What is CAPS good for?

Sort:
Chessplayer2093

I have analysed some games from the Daily Chess Championship and have gotten very weird results: 

https://www.chess.com/daily/game/214305824

In this game for example I got a CAPS of over 99% but for example 26. ... Rb1 was marked as a blunder and my average difference from the engine's top choice was 0.23 which is slightly higher than what I have in otb games. Despite that my quality of play is over 99.31% which indicates almost perfect play. As another example, in the PCL on Wednesday Wesley So played with white against Grant Xu and managed to hold a bad position. But the CAPS gave So 97% and Xu 94% indicating that So played better although Stockfish gives -1 as evaluation of the final position. I heard some people say that it's not accurate for one game but rather for a great number many games, for example all of Magnus Carlsen's games as chess.com did in this article:

https://www.chess.com/article/view/better-than-ratings-chess-com-s-new-caps-system.
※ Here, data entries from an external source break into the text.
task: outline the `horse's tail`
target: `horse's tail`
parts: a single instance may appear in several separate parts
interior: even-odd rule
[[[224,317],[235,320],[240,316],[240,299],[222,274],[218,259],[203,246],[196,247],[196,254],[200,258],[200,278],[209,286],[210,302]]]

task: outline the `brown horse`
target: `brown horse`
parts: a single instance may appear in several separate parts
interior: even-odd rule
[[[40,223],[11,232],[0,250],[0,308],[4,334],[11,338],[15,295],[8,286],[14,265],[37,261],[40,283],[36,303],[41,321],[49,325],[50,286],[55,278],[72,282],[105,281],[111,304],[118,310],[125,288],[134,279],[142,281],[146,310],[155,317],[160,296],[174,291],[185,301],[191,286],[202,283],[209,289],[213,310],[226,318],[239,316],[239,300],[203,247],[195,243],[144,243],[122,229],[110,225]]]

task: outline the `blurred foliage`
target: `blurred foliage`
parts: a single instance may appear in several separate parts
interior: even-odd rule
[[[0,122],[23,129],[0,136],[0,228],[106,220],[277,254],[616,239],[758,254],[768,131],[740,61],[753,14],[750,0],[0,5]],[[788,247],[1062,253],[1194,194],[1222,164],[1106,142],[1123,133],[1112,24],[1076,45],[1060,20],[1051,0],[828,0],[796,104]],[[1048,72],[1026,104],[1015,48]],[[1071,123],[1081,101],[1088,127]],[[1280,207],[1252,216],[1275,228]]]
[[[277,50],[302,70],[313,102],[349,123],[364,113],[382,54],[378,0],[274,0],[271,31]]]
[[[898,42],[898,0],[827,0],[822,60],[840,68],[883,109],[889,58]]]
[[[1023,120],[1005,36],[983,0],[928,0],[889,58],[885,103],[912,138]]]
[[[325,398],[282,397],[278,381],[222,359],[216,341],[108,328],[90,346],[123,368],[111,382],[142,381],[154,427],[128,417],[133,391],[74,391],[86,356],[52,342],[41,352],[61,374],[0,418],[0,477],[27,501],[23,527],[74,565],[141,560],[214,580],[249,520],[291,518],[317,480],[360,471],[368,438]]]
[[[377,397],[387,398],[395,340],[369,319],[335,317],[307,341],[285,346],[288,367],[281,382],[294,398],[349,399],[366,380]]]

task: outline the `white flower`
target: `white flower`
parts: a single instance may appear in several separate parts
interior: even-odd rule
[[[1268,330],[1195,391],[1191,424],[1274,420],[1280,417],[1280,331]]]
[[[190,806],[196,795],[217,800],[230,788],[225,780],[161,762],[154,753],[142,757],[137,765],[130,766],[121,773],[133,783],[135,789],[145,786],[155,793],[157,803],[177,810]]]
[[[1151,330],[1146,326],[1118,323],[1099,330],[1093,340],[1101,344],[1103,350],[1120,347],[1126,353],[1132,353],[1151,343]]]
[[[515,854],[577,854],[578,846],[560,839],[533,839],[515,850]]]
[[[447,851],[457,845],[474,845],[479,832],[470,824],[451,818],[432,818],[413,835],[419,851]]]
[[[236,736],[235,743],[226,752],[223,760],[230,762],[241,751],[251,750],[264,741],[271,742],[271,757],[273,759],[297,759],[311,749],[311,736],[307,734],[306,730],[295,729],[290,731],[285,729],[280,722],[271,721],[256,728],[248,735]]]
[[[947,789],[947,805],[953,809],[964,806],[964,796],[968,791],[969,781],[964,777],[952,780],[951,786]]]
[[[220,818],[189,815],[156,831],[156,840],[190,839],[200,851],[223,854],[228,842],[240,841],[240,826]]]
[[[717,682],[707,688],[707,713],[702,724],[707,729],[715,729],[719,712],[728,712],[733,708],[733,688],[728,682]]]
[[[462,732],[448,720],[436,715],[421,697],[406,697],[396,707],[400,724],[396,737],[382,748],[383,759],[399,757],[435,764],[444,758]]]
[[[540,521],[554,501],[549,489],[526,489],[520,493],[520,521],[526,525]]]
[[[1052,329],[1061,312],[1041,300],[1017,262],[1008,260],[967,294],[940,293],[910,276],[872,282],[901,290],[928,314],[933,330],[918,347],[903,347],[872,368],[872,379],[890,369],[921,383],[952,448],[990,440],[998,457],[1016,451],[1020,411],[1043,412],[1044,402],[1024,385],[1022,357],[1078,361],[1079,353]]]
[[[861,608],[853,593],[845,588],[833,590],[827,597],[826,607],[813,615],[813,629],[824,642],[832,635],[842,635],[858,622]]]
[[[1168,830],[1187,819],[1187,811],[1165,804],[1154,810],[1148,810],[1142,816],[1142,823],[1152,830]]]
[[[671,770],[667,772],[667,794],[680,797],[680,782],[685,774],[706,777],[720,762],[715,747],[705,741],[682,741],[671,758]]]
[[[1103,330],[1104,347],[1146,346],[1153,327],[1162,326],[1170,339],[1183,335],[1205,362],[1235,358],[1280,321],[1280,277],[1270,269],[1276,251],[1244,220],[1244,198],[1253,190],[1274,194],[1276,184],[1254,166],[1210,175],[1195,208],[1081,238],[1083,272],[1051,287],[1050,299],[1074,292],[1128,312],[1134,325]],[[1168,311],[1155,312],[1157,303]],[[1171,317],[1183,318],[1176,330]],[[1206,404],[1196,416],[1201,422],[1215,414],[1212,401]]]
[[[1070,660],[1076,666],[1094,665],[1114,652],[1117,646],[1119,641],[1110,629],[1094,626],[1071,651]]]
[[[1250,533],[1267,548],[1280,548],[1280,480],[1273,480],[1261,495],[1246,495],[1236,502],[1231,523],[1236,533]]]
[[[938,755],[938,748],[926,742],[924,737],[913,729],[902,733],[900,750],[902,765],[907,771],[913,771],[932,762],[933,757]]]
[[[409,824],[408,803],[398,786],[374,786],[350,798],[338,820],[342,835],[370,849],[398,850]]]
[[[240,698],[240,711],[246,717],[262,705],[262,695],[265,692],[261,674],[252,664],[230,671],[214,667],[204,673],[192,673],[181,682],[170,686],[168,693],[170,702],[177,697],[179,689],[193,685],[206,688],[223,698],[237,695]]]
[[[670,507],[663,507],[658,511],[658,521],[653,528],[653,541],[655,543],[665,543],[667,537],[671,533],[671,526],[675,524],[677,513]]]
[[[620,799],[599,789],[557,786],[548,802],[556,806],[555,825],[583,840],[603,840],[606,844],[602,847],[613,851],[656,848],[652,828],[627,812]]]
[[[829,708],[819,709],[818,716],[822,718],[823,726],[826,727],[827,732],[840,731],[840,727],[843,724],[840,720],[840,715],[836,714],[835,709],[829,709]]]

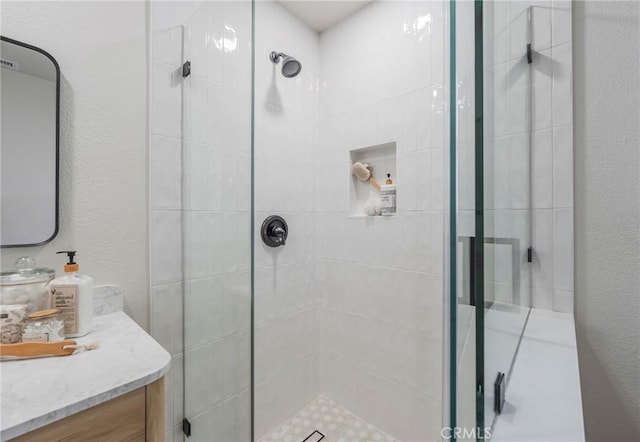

So my question is: If CAPS is so inaccurate in measuring the quality of moves in one game how can it be accurate for many games? And if it isn't: What is CAPS good for?

notmtwain

Caps was a decent try at innovation but many other people have noted the problems since it came out 2 years ago.

They haven't been touting it much.

 

Chessplayer2093

Mediocre at best... I'm just scared that chess.com uses it to catch cheaters. They will get so many false positives or false negatives. It shouldn't be used for analysing games at all but they used it for the WCC and declared Caruana won by quite some margin which is just bs.

Deranged

CAPS is pretty useless. I've had a 99.8 CAPS one game and a 50 CAPS the very next game. There's never any kind of consistency.

Rook_Handler

@chessplayer2093,

You are committing a part-to-whole fallacy. Your statement that if CAPS isn't accurate while measuring one game it can't be accurate measuring a span of games is incorrect. That is not necessarily true.

Chessplayer2093

Apparently I didn't elaborate enough on what I meant. It also doesn't work for 12 games. What is the number of games where it starts being even remotely accurate? 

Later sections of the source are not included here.